At that point, I came to realize that the only worthy option for me to upgrade to would be the Galaxy Note 8.0.
I waited a few weeks until Samsung launched the tablet here. To my surprise, the G Note 8.0 was offered almost $200 cheaper than the similarly spec’ed Galaxy Note 2. That’s just too much for my bang for the buck instincts to resist so I made the jump the first week it came on sale.
In the previous installment we talked about how the switch to using tablets as my only phone has allowed me to cut my usage of the PC. Whether it be browsing, reading, or watching videos, I did them mostly on the Galaxy Tab 2 instead of the PC, and my bad back was happy for that.

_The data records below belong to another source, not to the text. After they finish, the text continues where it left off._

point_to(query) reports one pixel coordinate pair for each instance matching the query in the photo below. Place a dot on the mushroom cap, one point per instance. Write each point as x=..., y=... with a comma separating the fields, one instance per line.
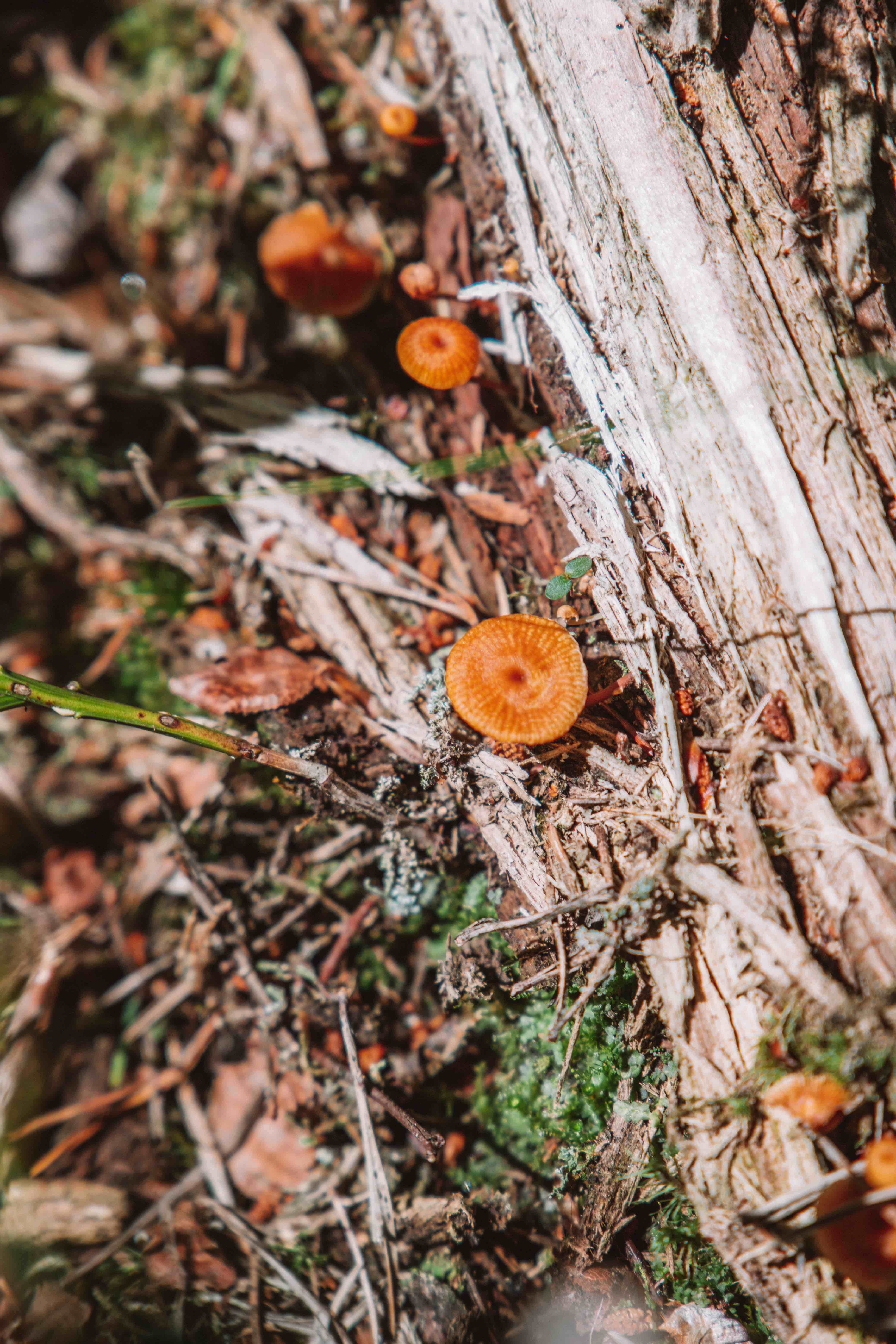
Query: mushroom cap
x=398, y=120
x=439, y=353
x=311, y=264
x=420, y=280
x=863, y=1245
x=880, y=1162
x=518, y=679
x=819, y=1100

While the GTab 2 was perfectly okay for quick editing pre-made documents on Google Drive or Polaris Office, the experience of working on longer documents however, left much to be desired.
As big as the 7 inch “phone” is, the screen is still a tad too small to allow me to work on A4 or letter sized documents for extended periods of time. Zooming and panning as you try to produce pages, after pages of paragraphs, is just not something I enjoy doing. Apart from that, when dealing with large documents containing pictures and charts, the performance of the trusty old OMAP 4 tells me that I needed something with more horsepower. Scrolling between such pages were jittery, at best.

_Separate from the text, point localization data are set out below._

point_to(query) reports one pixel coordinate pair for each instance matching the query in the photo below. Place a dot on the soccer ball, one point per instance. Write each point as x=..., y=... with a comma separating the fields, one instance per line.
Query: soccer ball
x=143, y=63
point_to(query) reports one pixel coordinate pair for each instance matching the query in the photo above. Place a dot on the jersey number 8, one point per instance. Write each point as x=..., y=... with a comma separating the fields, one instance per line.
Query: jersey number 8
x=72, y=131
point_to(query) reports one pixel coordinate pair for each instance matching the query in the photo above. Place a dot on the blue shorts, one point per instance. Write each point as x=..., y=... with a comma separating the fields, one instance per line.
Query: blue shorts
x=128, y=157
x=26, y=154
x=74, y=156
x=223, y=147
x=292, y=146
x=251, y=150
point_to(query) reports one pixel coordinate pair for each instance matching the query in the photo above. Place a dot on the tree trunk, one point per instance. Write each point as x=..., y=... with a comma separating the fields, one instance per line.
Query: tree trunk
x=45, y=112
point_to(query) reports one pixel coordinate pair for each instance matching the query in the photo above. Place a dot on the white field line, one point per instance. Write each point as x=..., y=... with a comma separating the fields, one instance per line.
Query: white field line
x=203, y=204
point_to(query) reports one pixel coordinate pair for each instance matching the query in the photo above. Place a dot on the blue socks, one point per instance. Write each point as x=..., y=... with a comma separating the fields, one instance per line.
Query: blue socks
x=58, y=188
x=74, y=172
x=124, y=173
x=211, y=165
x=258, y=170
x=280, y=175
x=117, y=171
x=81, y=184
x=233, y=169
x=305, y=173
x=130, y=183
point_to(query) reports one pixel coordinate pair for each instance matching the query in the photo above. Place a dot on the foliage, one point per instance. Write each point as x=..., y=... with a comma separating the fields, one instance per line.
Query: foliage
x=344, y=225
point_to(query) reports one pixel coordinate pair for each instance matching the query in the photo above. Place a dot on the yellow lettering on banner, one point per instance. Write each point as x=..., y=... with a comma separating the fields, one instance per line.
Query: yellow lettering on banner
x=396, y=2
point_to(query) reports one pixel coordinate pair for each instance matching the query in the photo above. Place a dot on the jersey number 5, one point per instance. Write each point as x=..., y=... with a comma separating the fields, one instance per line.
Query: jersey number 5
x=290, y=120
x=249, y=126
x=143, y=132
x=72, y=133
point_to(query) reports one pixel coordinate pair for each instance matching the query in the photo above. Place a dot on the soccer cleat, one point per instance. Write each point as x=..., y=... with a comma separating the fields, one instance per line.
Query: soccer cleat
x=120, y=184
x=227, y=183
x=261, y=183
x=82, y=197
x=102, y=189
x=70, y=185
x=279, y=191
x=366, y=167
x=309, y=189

The 8 inch screen on the Note 8, on the other hand, is big enough to allow me to work on print sized documents comfortably for extended periods of time. While the quad core Exynos chip has enough oomph to render any documents I can throw at it smoothly.

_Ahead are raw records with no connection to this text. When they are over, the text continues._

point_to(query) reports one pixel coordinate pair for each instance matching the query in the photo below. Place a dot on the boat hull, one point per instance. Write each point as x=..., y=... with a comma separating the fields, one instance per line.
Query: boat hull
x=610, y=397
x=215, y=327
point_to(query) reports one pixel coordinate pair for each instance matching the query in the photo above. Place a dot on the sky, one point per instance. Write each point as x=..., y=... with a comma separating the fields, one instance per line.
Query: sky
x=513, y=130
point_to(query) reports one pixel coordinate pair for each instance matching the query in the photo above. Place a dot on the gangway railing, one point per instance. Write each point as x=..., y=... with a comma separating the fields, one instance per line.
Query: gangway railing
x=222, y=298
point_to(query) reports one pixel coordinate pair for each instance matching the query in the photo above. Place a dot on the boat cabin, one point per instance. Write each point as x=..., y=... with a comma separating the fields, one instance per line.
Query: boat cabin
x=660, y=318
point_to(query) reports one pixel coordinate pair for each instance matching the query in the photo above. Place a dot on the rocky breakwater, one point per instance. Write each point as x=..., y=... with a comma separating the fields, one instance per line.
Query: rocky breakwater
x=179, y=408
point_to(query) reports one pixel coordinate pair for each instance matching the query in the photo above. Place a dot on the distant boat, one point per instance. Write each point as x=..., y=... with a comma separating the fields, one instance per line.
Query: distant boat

You can see it in action in this picture,
With that said, we still have not touched on two of what I regard as the most important features of the Note 8.0. The Spen and multi window split screen.
I can understand those who have used the Note 2 and think that these features are merely seldom-used gimmicks. But the 8 inch screen on the Note 8.0 improved the experience by a considerable margin. So much that the two features has become a permanent part of my work flow.
While the Note 1 and 2 were only sufficient for making the kind of quick notes we used to make on pocket sized notebooks, the Note 8 has a screen big enough to allow it to replace my paper lecture notes. You can see the size comparison to the notebook that I used to bring to seminars ,and similar events, in the following pictures.
Note 8.0 v real note book,
The GTab2 7 v real note book,
Furthermore when I use the multi window feature in portrait mode, with 50-50 split, the size of the screen area available for each half of the screen is bigger than a GS4’s whole screen. That allows apps like Lecture Notes to really shine. As shown in the following pictures.
This is me trying to figure out the bill of materials for various Galaxy Note models,
This one shows how the hand written notes I made with Lecture Notes can be share and integrated to Evernote to be retrieved in the future. No more having paper note weighing my bag down and no more lost notes, forever! Well at least that is what the company behind the app claimed.
Another app that really shines on the Note 8 is a PDF annotation app called qPDF. This app has transformed the way I study books. No longer do I need highlighting pens and paper note books to help me mark important parts of a page and jot them down for future reference.
Here is another example of how I take advantage of the Note 8.0’s multi window feature and the Spen as I researched for the pros and cons of the Asus Fonepad. Yes, I have the official Fonepad video, from Asus, playing on a floating window while doing it just because I can.
I have also found the Note 8.0 to be very effective for watching video lectures. Again, the combo of the SPen and the multi window really shines in this regard. The tablet has allowed me to follow lectures and make notes on the same device.
If you happen to be in the market for a portable tablet device to boost your productivity, look no further, the Note 8.0 will give you the best bang for your buck.